Frey came to Northwestern in 1988, ending a 37-year hiatus from the classroom. He initially taught at his alma mater after receiving his doctorate from the University of Michigan in 1950. The World War II veteran soon realized that he needed applicable experience to make his teaching more authentic.

He spent parts of the next two decades working his way up to vice president at Ford, where he says the Mustang came second to his most important accomplishment, improving the safety of vehicles. During his tenure he helped introduce disc brakes and radial ply tires. “We saved lives by the thousands,” he says.

After a short stint at General Cable Co., he spent 17 years as president of the engineering and manufacturing firm Bell & Howell, a company that had its origins in the creation of motion picture cameras and now specializes in mail and document processing.

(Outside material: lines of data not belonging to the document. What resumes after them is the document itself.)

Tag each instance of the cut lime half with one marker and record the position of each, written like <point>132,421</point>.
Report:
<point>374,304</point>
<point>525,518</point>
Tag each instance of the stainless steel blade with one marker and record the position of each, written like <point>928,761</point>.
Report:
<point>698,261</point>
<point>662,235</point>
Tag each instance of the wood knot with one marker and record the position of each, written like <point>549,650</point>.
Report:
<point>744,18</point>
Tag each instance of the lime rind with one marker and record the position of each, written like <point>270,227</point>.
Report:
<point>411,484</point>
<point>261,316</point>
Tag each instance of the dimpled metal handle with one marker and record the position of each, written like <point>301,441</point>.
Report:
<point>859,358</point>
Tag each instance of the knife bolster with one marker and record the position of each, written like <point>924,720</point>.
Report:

With Bell & Howell he oversaw the first high-volume integrated manufacturing of video cassettes for the Hollywood movie industry.

“I joined a company that he had really transformed,” says Bill White (McC61), chair of Bell & Howell from 1990 to 1998. “For example he took two microfilm properties and morphed them into something that provided contemporary electronic-age reference products. … He was really a visionary in thinking about the creation of electronic databases.”

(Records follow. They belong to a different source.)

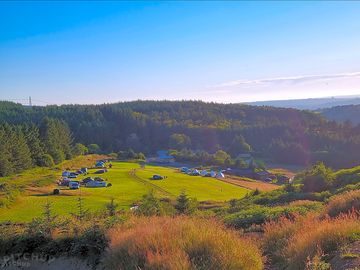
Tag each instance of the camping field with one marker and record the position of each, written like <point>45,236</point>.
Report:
<point>129,184</point>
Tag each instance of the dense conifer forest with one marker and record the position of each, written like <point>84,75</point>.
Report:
<point>42,135</point>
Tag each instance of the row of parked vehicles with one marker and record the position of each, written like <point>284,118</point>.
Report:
<point>69,179</point>
<point>87,182</point>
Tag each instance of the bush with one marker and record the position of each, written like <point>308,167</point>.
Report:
<point>318,179</point>
<point>257,215</point>
<point>180,243</point>
<point>80,149</point>
<point>293,243</point>
<point>343,203</point>
<point>46,161</point>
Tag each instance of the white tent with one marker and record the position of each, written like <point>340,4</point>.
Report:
<point>66,174</point>
<point>95,184</point>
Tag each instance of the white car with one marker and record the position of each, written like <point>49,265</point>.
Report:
<point>74,185</point>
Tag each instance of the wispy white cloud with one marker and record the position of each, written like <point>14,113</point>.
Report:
<point>288,80</point>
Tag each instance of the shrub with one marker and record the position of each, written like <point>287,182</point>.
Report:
<point>343,203</point>
<point>293,243</point>
<point>257,215</point>
<point>318,179</point>
<point>180,243</point>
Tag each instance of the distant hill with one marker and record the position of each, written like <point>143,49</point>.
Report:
<point>283,135</point>
<point>343,113</point>
<point>309,104</point>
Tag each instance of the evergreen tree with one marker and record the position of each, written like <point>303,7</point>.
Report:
<point>32,136</point>
<point>185,205</point>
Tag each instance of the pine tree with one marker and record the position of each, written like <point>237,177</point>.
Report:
<point>32,136</point>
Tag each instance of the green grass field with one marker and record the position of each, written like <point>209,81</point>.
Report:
<point>129,184</point>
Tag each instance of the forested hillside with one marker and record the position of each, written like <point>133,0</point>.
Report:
<point>282,135</point>
<point>27,145</point>
<point>343,113</point>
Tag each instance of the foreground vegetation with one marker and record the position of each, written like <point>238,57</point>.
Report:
<point>304,225</point>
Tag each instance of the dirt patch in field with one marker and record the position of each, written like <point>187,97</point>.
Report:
<point>251,184</point>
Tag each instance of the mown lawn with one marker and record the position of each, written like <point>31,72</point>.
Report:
<point>129,184</point>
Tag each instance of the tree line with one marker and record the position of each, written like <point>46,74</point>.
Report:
<point>27,145</point>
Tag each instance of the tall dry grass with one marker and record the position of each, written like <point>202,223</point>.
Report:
<point>343,203</point>
<point>180,243</point>
<point>292,243</point>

White, professor of industrial engineering and management sciences at Northwestern and 2004 recipient of the Northwestern Alumni Association Excellence in Teaching Award, says Frey has been a mentor. “Don and I came from heavy industry to a serious academic pursuit,” White says. “The average faculty member brings practical applications into the theory. Don and I have to work doubly hard to bring the theory into practical applications.... For Don, the academics come first, and the experience supports the academics.”

Jeff Lefebvre (GMcC86, 92) says Frey's ability to connect practical experience and academics inspired him to pursue his doctorate.

“In one class period he would provide you with insights it would take decades for you to discover on your own” says Lefebvre, president of the leadership development firm PriSim Business War Games. “He would not barrage you with textbook material, but you would always leave class with one or two golden nuggets.”

In Frey's mind, the roles of innovator and educator are indivisible.

“I teach from experience,” he says. “I don't have any research. I built automobiles. I created the first CD-ROM. I have the National Medal of Technology up on my wall. I have a lifetime of industrial innovation.

“For me, teaching and innovation depend on one another. I don't know how to separate them.”

Sean Hargadon is senior editor at Northwestern magazine.